The paper "SOLIS: Autonomous Solubility Screening using Deep Neural Networks" (2203.10970) introduces an automated system for solubility screening, a crucial step in material discovery and pharmaceutical development. The system combines a robotic platform with a cascaded deep learning model to determine whether a solute has dissolved in a solvent, mimicking a human chemist's visual assessment. This approach aims to reduce manual labor, improve throughput, and enhance the reliability of solubility measurements in laboratory settings.

SOLIS Architecture

The SOLIS architecture (Figure 1) comprises three main stages: image acquisition, image segmentation, and solubility classification.

Figure 1: Overview of the proposed approach for determining whether a molecule dissolves in a given solvent.

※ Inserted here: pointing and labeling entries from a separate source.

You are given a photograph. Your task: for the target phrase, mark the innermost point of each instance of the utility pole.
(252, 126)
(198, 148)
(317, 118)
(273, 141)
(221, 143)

A Franka Emika Panda robot, equipped with an Intel RealSense D435i camera, captures images of the solute-solvent mixture in a vial. A Mask R-CNN, pre-trained on the TransProteus dataset, identifies the vial within the image, generating a region of interest (RoI). A CNN-based image classifier then analyzes the RoI to determine if the solute has fully dissolved. The Mask R-CNN uses ResNet as a backbone. The bounding box coordinates of the glass vial, predicted by the Mask R-CNN, are used as input to the CNN.

Dataset and Experimental Setup

The authors created a novel dataset consisting of images of caffeine and benzimidazole in water, ethanol, and acetone (Figure 2).

Figure 2: An overview of the recorded dataset for benzimidazole with acetone.

The data was collected in a real-world chemistry laboratory, capturing the challenges associated with uncontrolled environments. During the experiment, the sample was continuously stirred with a magnetic stirrer to prevent the powder dropping to the bottom of the vial or sample clumping. The dataset was annotated by a human chemist. The experiments were supervised by a human chemist, who was also responsible for annotating the dataset.

The models were evaluated based on their ability to predict the state of the solution. The cross-entropy loss and accuracy were used as evaluation metrics. The experiments were conducted using PyTorch on a machine equipped with an AMD Ryzen Threadripper 3970X CPU and an NVIDIA GeForce RTX 3090 GPU.

Experimental Results and Analysis

The authors evaluated several CNN architectures for the solubility classifier, including VGG, ResNet18, InceptionV3, and DenseNet. Both fine-tuning and feature extraction strategies were employed. The results indicated that fine-tuning pre-trained models on ImageNet generally outperformed feature extraction. ResNet18 achieved the best performance, with a test accuracy of 99.04% and a cross-entropy loss of 0.0264.

Further analysis of misclassifications revealed that reflections on the vial walls and the small proportion of solution in the early stages of the experiment were the primary sources of error (Figure 3).

Figure 3: An in-depth analysis of the misclassifications across the five different folds for the ResNet18 model, which is finetuned. For each fold, we report the top five worst predictions.

The study suggests that a buffer of images could improve the system's robustness.

Implications and Future Directions

The SOLIS system offers a practical solution for automating solubility screening in materials discovery and pharmaceutical chemistry. Its ability to operate in real-world laboratory conditions without human intervention makes it a valuable tool for increasing efficiency and throughput. The modularity of the method suggests its potential to change visual assessment of samples in pharmaceutical and clean energy applications.

Future research directions include deploying the model on a robot in a closed-loop material discovery workflow and exploring the use of organic solvents. Additional refinements could facilitate a more accurate estimation of solubility.